The GPU Shortage: What's Real, What's Not, and What Comes Next
For most of 2023 and 2024, the narrative was simple: there aren't enough GPUs. NVIDIA couldn't manufacture H100s fast enough, lead times stretched past a year, and companies hoarded allocation like a strategic asset.
That era is ending. H100 lead times have collapsed from 52 weeks to under 8. TSMC's CoWoS packaging capacity — the bottleneck that constrained HBM-equipped GPU production — has expanded significantly. And with Blackwell ramping, H100 and even H200 inventory is becoming more available as hyperscalers refresh their fleets.
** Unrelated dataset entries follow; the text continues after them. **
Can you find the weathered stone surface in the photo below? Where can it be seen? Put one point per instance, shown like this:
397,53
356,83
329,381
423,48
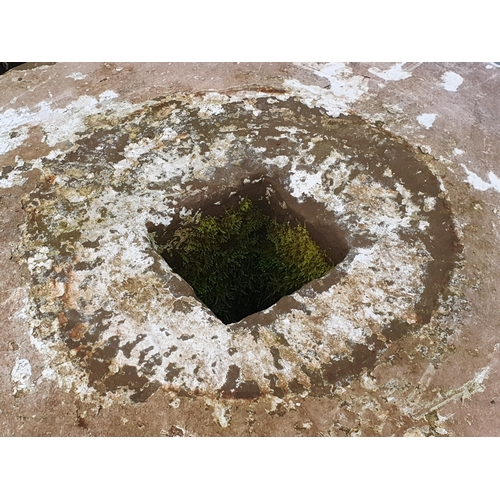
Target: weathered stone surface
398,339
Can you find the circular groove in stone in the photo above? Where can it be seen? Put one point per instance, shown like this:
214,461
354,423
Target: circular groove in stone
117,320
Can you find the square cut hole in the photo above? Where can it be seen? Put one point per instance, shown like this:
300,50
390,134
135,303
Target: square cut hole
243,254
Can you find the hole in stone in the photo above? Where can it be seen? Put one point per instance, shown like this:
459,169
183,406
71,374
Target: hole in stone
241,254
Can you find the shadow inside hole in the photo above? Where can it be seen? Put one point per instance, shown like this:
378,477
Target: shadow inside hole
245,253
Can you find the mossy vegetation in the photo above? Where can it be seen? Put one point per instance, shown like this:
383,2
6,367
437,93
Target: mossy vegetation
244,261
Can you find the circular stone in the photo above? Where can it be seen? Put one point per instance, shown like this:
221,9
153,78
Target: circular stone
115,320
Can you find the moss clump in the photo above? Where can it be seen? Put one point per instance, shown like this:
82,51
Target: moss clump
244,261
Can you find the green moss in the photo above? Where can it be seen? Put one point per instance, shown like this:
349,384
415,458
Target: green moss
244,261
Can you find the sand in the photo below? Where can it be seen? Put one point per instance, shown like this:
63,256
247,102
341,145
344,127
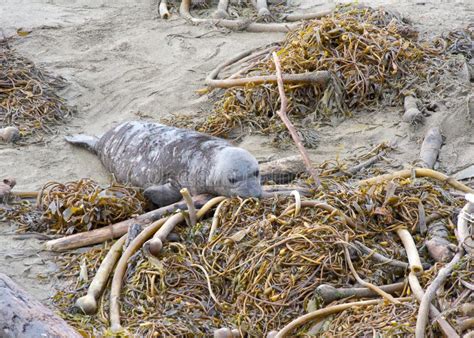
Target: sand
122,62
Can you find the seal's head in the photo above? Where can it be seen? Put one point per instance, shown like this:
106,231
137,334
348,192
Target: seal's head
235,173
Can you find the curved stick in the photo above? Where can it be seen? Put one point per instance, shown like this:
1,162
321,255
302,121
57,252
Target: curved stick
88,303
419,172
328,311
297,196
317,77
415,286
155,244
417,290
131,249
412,253
235,24
163,9
189,202
291,129
215,220
321,205
443,274
221,11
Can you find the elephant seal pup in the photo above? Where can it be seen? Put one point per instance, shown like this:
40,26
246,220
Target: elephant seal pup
163,159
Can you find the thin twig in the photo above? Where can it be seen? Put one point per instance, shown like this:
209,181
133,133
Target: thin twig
289,125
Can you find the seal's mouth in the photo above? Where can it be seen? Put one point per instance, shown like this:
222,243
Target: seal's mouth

But the picture isn't as simple as "the shortage is over."
What's actually happening
The market is bifurcating. At the high end — Blackwell, GB200 NVL72 racks, large-scale training clusters — demand still outstrips supply. NVIDIA's newest hardware is allocated to the largest buyers first, and lead times for rack-scale configurations remain measured in quarters, not weeks.
At the mid-range — H100, A100, and increasingly H200 — supply has caught up. Spot pricing on H100 instances has dropped 40-60% from peak. Secondary market prices for H100 SXM cards have fallen below list price for the first time.
The real constraint has shifted
For most AI teams, the bottleneck is no longer "can I get GPUs?" It's:
- Can I get GPUs configured the way I need them? Interconnect topology, memory configuration, and networking setup matter as much as the GPU itself for training workloads.
- Can I get them at a price that makes my unit economics work? Falling spot prices help, but the gap between on-demand cloud pricing and dedicated bare metal remains wide.
- Can I get them with predictable availability? Spot instances can be interrupted. Reserved capacity requires long commitments. The middle ground — flexible contracts with guaranteed availability — is where most teams actually want to be.
What this means for AI teams
If you're running inference or fine-tuning workloads, you're in a buyer's market. Shop aggressively, negotiate hard, and consider regions outside the U.S. where infrastructure costs are structurally lower.
If you're planning large-scale training, the constraint isn't individual GPUs — it's integrated systems. Superclusters with proper NVLink and InfiniBand fabric, adequate cooling, and reliable power aren't commodity products. They're engineered systems, and the teams that can deliver them reliably are the ones worth talking to.
The shortage narrative served its purpose. The reality that replaces it is more interesting: GPU compute is becoming a market with real price discovery, regional arbitrage, and differentiated offerings. That's healthier for everyone building with AI.